I try to fake and pretend myself.

I live in a colony where there are two strata of people one is the poorer lot who are less educated and who have vices like drinking, gambling etc.
The other strata is the educated lot who are not into drinking and who hold lot of value to decency, social norms etc.

One lady who talks me is from the upper strata and she keeps telling how this lower strata people are derogatory and their way of living everything about them is disgusting....i just nod and say yes to everything she says.

But actually she doesnt know i was brought up in such a lower strata only and my parents had all those bad behaviours and even my relatives are such drunkards she doesnt know my real background i just continue faking with her and she is not able to make out.

I have noticed that people in my office dont talk with me because I am the ice queen, snobbish etc i keep to myself and not smart like them....but when they need help and all i do offer myself so they have not formed bad opinion about me and now slowly I am able to fit in though not much.

I think its important to fake oneself and i have noticed many socially sucessful people doing that they are manipulative also...

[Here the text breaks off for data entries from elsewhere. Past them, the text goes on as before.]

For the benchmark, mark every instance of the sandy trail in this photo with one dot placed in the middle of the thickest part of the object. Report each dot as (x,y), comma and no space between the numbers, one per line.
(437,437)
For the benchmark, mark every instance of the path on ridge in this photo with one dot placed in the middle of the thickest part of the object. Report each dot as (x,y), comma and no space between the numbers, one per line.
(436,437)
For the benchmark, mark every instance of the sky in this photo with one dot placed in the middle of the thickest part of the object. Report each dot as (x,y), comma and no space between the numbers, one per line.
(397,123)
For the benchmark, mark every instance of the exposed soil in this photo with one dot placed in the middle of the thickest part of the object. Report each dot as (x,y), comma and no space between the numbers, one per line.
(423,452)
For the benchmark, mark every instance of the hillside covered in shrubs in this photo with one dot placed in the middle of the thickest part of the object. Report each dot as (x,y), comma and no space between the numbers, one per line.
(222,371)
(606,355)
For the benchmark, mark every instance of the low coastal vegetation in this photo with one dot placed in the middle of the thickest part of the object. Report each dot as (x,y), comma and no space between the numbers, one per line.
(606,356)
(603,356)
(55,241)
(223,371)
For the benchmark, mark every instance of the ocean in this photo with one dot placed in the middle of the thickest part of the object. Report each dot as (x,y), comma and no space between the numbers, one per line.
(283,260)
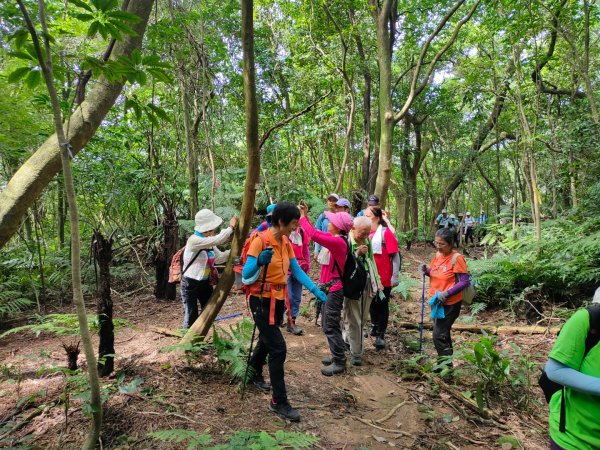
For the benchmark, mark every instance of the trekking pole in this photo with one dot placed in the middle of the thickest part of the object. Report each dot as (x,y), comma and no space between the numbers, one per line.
(422,314)
(262,286)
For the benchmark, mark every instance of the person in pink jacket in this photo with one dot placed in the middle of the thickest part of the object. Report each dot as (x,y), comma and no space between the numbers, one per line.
(332,258)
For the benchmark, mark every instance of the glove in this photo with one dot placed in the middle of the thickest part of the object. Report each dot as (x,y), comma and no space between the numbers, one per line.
(321,296)
(442,297)
(265,257)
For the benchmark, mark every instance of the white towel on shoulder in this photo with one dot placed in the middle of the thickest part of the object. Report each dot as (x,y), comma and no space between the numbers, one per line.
(377,241)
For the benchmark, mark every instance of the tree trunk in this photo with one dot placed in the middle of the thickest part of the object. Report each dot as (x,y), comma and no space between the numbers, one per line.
(202,325)
(102,251)
(169,246)
(35,174)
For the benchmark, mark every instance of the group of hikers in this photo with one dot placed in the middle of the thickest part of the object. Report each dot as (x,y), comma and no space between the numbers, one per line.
(275,269)
(359,262)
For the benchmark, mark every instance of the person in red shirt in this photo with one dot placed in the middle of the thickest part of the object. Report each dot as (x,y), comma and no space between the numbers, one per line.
(388,262)
(449,276)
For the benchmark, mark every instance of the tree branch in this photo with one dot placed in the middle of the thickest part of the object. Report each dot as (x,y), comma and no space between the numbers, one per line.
(288,119)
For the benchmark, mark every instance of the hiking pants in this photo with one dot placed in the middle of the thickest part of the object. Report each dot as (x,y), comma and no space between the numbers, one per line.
(441,329)
(355,315)
(380,312)
(192,293)
(295,294)
(270,343)
(332,315)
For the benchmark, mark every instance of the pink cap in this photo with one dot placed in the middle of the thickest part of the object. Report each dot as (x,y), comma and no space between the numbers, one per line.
(341,220)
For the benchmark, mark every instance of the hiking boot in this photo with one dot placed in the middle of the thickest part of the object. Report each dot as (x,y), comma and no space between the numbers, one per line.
(296,331)
(333,369)
(327,360)
(284,410)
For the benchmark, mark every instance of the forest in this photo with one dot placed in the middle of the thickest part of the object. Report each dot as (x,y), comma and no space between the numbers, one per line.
(121,119)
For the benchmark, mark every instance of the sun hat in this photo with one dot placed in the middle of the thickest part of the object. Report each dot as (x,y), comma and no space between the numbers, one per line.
(373,200)
(270,208)
(343,202)
(206,220)
(341,220)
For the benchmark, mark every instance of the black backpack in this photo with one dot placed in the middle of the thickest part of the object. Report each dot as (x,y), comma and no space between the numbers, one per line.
(354,279)
(550,387)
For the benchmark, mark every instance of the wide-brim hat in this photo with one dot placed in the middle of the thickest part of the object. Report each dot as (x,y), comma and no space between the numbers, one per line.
(206,220)
(343,202)
(342,220)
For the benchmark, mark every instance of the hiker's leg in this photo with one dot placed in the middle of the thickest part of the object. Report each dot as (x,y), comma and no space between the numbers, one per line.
(295,294)
(189,298)
(204,293)
(441,329)
(384,311)
(259,354)
(332,325)
(374,313)
(352,326)
(277,350)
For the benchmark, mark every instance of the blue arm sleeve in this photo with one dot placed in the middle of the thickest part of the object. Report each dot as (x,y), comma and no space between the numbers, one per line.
(301,276)
(251,267)
(562,374)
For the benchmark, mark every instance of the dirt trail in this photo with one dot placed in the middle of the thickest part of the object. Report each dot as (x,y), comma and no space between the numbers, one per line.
(201,398)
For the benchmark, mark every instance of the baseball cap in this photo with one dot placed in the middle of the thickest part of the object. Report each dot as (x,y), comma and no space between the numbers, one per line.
(343,202)
(373,200)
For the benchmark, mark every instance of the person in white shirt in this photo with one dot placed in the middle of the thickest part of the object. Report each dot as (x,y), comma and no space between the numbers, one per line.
(199,259)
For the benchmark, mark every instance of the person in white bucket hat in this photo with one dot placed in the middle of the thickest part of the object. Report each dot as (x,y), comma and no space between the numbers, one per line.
(201,255)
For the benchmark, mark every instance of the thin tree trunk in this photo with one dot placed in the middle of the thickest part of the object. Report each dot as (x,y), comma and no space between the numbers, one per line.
(64,149)
(202,325)
(102,251)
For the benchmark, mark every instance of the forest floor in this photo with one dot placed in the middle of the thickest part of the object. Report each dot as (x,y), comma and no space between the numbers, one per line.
(199,397)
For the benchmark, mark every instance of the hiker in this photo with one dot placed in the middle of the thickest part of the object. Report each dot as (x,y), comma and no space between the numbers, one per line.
(267,222)
(300,242)
(570,366)
(343,205)
(322,221)
(354,314)
(469,227)
(387,258)
(267,290)
(202,253)
(373,200)
(332,260)
(448,276)
(442,220)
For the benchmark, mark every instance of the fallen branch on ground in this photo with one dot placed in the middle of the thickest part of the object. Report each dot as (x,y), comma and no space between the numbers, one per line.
(490,329)
(387,430)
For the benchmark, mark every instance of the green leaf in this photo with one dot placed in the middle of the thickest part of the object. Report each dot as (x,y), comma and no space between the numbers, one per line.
(18,74)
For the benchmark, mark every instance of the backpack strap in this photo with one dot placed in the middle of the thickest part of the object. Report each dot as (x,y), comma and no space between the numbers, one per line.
(191,261)
(593,336)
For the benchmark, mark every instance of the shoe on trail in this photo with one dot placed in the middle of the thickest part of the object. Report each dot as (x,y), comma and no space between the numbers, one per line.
(284,410)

when i acted to be MYSELF i was doing fairly badly because i used to dress very loud, used to go and talk with anyone and everyone i was also doing what my heart told me to do rather then thinking about social norms like i remember chasing a handsome guy without thinking about repercussion to my image, reputation and also the reaction of that guy.

I have always to keep in mind that i am socially backward 20 years what others learned when they were 12-13-14 I am learning when I am 32-33-34...so these years are my eye opening years.